ARUTI Nayar’s write-up “NRI bride mart” (Spectrum, June 13) is an eyeopener.

The desertion of 15,000 women by NRIs in Punjab alone makes one believe that the malady is spreading like a wild-fire. The unscrupulous NRIs must be brought to book. The parents should check the backgrounds of the grooms and should not leave anything to chance.

T.C. KATHPALIA, Chandigarh

II

The parents of these unfortunate brides are responsible for their fate. They know nothing about the foreign bridegrooms nor are they able to investigate their whereabouts. They take a plunge in the dark in the hope that their daughter will lead a happy married life abroad but she lands in a hell.

KARNAIL SINGH, Ranjit Sagar Dam

Unfair to Keats

Apropos of “Keats’ ode to the Bard” by Darshan Singh Maini (Spectrum, June 13). It is a pity that the writer has not been able to see the wood for the trees.

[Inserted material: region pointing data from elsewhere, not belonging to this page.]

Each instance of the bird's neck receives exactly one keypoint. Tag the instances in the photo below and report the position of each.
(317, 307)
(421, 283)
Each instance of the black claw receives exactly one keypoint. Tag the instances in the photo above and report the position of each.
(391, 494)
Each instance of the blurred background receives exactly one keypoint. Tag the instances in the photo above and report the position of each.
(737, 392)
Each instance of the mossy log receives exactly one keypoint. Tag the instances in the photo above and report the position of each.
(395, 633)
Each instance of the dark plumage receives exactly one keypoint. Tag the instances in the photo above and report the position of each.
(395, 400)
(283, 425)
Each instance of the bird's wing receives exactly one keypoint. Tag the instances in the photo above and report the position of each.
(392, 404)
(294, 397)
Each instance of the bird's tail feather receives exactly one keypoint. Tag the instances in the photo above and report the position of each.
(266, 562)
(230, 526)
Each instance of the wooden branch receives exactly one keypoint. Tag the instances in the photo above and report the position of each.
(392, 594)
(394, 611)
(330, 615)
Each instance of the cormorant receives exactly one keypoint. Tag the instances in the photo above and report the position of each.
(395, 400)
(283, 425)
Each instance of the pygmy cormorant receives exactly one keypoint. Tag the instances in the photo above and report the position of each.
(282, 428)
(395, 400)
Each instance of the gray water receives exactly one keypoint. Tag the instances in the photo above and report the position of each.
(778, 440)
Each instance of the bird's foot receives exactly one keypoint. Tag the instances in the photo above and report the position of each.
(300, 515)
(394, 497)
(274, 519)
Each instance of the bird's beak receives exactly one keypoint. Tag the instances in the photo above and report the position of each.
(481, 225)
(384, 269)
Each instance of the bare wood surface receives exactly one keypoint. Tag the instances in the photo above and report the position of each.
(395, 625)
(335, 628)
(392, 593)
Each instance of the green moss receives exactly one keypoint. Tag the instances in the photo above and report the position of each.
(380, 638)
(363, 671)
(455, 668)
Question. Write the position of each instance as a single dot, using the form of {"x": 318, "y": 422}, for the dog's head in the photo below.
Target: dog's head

Comparisons are always odious and fully uncalled for in the case of two disparate celebrities as Keats and Shakespeare. No doubt both of them dealt in the genre of literature. But still they were poles apart.

Shakespeare was basically a playwright who borrowed the themes of his works from Plutarch. Keats was an undiluted poet of beauty and love.

Why should have Keats tried to emulate Shakespeare? The young poet was a peerless genius in his own right. He might have admired the Bard of Avon, but was too titanic to take him as a role model.